Abstract

Large-Area Electronics (LAE) is a multi-billion-dollar industry at the core of the flat-panel display market. Fundamentally, it is a technology which uniquely merges dense microelectronics with meter-scale production, offering a one-of-a-kind form-factor over conventional microchip electronics (e.g. Silicon wafer based CMOS). In LAE, electronics are integrated on glass and plastic sheets, enabling not only large-area integration but also flexible, stretchable, and transparent electronics. Due to the compatibility of many sensors, optical-devices, and passive electronic components with LAE-technology, a large and novel application-space harnessing this variety of features is possible. This goes far beyond the display market, and includes energy harvesting and original sensing systems. However, the transistor technology based on thin-film transistors (TFTs) is severely limited in performance due to the poor semiconductor materials available in LAE. Consequently, pure LAE systems are difficult to realize, whereas a hybrid technology combining LAE with conventional CMOS technology introduces its own design challenges. It might be that this bottleneck has delayed the widespread growth of LAE beyond the display industry.
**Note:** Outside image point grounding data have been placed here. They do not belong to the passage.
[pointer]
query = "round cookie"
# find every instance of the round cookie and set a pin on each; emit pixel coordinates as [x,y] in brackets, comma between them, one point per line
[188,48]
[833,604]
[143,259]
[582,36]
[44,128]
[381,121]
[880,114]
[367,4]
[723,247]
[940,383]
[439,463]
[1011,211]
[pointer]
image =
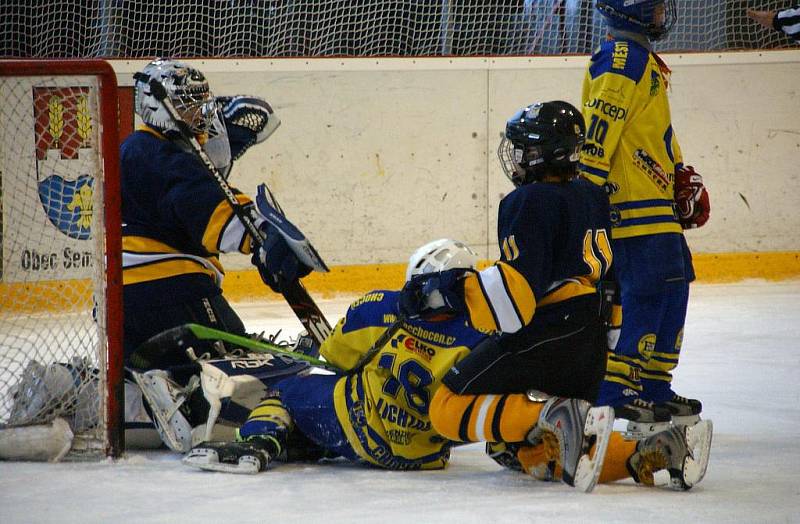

Recently, industry-standard TFT technology has improved by 10x utilizing metal-oxide based semiconductors which provide greater performance over older technologies. This work explores how even further improvements in TFT performance can be achieved by shrinking of device dimensions. We find that these “scaled” TFTs can operate at nearly 100x higher frequency than previously reported TFTs, enabling compatibility of LAE technology with radio-frequency communication. This potentially disruptive improvement in TFT design is demonstrated through the first-ever gigahertz LAE-based oscillators, and two novel systems based on these oscillators. A scalable RFID-reader array is demonstrated which can read commercial HF-RFID tags. Second, a gigahertz-frequency LAE-compatible phased array transmitter with beam-steering capability is showcased. All in all, scaling of TFTs can enable greater freedom and functionality in the design of LAE systems, hopefully bringing its unique offerings closer to becoming a reality.